Saturday, 23 de November de 2024 ISSN 1519-7670 - Ano 24 - nº 1315

Empresas jornalísticas devem recomeçar do zero

[A pesquisa “A Business Model for Digital Journalism”, financiada pela FAPESP, será publicada na íntegra na edição de abril da Revista de Jornalismo da ESPM, depois estará disponível em seu site e também neste Observatório.]

De incendiário a bombeiro. Caio Túlio Costa, como outros talentos intelectuais brasileiros, entre os quais Mario Sergio Conti e Demétrio Magnoli, ao tempo de estudante militou na corrente trotskista Libelú – forma a que havia sido reduzida a combativa “Liberdade e Luta”. O circo fumegou, mas não pegou fogo. E Caio Túlio foi cuidar da vida. Passou pelo cultural Leia Livros e fez carreira na Folha de S.Paulo. Deu aula de Ética, participou de projetos inovadores na internet e chegou a dirigir o Comitê de Estratégias Digitais da ANJ, de onde partiu para uma temporada na famosa Columbia Journalism School, na qual desenvolveu o que chama de “um modelo viável para as empresas jornalísticas no meio digital”. É sobre essa experiência que ele fala na entrevista a seguir.

Você tem uma rica trajetória profissional como jornalista e teve uma participação importante em projetos inovadores como o UOL e os portais e serviços do iG, iBest e BrTurbo. Como você resume as transformações da indústria jornalística nesse período?

Caio Túlio Costa – As transformações são notáveis, disruptivas, revolucionárias. O meio digital veio virar de ponta-cabeça o negócio do jornalismo, trouxe uma nova cadeia de valor. Nela, o jornalismo se tornou algo pós-industrial, com outras medidas e outros feitios. O compartilhamento, seja de conteúdo seja de receitas, passou a dar as cartas. A velha indústria ainda não entendeu isso completamente.

Você acaba de voltar dos Estados Unidos, onde realizou uma pesquisa junto à Escola de Jornalismo da Universidade Columbia. Poderia resumir seu estudo, que será publicado em breve?

C.T.C.– É um trabalho que tenta apresentar uma estratégia possível para as empresas jornalísticas formatarem um modelo de negócio rentável na era digital. A partir da constatação de uma disrupção nesta indústria, sugere uma modelagem capaz de garantir produção jornalística de qualidade, independência e vigilância crítica dos poderes.

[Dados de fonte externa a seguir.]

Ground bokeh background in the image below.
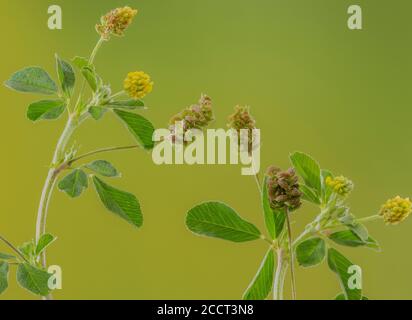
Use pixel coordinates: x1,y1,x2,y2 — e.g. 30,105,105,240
0,0,412,299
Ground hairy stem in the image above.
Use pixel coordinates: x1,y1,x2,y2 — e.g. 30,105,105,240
273,249,287,300
67,145,140,166
285,209,296,300
0,235,29,263
355,214,383,223
36,116,77,248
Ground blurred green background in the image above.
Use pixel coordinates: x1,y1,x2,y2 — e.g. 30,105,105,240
0,0,412,299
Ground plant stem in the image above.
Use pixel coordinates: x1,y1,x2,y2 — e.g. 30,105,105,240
74,37,105,111
89,37,105,64
273,249,287,300
0,235,29,263
285,209,296,300
110,90,125,99
355,214,383,223
67,145,140,166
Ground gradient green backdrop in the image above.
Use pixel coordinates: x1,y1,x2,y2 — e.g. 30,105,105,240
0,0,412,299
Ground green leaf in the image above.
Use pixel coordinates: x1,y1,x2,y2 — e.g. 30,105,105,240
262,177,286,240
18,240,36,260
296,238,326,267
36,233,57,256
328,248,362,300
114,110,154,150
86,160,119,177
348,223,369,241
105,99,145,110
89,106,107,120
58,169,89,198
93,176,143,227
82,66,99,92
0,252,16,260
186,202,261,242
290,152,322,195
329,230,380,250
72,56,89,70
262,177,276,239
335,293,369,301
0,261,9,294
243,248,275,300
17,263,51,296
56,54,76,97
320,169,333,203
5,67,57,94
27,100,66,121
273,209,286,238
299,184,320,205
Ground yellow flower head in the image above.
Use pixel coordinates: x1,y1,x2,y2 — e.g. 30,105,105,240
124,71,153,99
96,7,137,40
326,176,354,197
380,196,412,225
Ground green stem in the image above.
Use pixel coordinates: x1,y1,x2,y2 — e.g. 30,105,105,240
285,209,296,300
74,37,105,112
355,214,383,223
0,235,29,263
89,37,105,64
110,90,126,99
67,145,140,166
273,249,287,300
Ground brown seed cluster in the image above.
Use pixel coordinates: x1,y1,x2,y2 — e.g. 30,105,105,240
169,94,215,143
266,166,302,211
227,106,256,153
96,7,137,40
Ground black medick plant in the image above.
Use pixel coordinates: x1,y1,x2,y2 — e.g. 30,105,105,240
186,107,412,300
0,7,154,298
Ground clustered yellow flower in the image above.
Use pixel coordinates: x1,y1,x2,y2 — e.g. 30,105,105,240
380,196,412,225
326,176,354,197
124,71,153,99
96,7,137,40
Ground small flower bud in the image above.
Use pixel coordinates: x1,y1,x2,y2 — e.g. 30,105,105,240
169,94,215,142
266,166,302,211
326,176,354,197
124,71,153,99
380,196,412,225
227,106,256,152
96,7,137,40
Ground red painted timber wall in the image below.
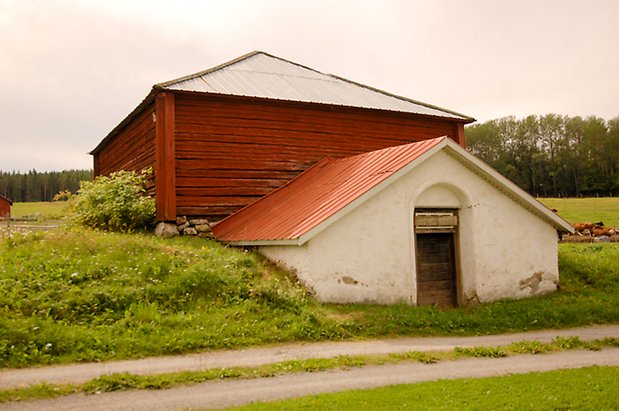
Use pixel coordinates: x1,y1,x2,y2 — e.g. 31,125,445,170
174,93,464,220
94,105,155,176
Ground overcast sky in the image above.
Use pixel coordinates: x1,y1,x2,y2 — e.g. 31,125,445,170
0,0,619,171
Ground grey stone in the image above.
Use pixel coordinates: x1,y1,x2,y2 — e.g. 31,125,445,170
183,227,198,236
196,224,213,233
155,221,180,238
189,218,208,225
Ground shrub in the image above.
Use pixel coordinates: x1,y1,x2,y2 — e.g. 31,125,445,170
72,170,155,232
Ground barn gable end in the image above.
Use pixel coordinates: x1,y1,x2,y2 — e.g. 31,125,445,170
91,52,473,225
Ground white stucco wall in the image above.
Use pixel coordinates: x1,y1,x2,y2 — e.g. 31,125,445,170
260,152,558,304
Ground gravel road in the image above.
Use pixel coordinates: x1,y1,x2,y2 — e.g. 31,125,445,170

Para tanto, descreve a cadeia de valor do negócio tradicional da imprensa e reelabora-a conforme a realidade da comunicação no negócio digital.

Além disso, diagnostica o problema geracional que atrapalha o desenvolvimento de produtos na plataforma digital (nativos analógicos versus nativos digitais). Situa as empresas no ambiente disruptivo do jornalismo pós-industrial e alinha os problemas que as empresas jornalísticas enfrentam com gigantes como Facebook e Google. Detalha também os desafios na questão dos investimentos em tecnologia. Desenha como as empresas devem abraçar as redes sociais e explica como estão acontecendo as mudanças na produção de conteúdos para adequá-los à nova realidade digital. Com exemplos e dados de mercado, o estudo sugere a formulação estratégica do modelo de negócio, detalha como é possível funcionar a publicidade neste novo cenário, explica de que forma os paywalls (cobrança de assinatura dos conteúdos) fazem parte da solução e injeta um terceiro elemento fundamental na estratégia: a produção de serviços de valor adicionado, num movimento que transforma a tradicional empresa de informação em uma empresa de serviços.

Como fazer a transição da cadeia de valor clássica para uma que corresponda à era digital?

C.T.C.– A empresa precisa recomeçar do zero – mesmo na produção de conteúdo. O digital é outra coisa, com outras leis e com outra forma de consumo. E a empresa não dever temer ter de matar a sua própria empresa-mãe para se dar bem no meio digital. Caso contrário, outros a matarão. Neste caso é melhor que você mesmo faça este serviço de morte e renascimento.

Em seu trabalho, você defende que os jornais adotem o que considera algumas soluções. A primeira delas é o paywall. Por que e como?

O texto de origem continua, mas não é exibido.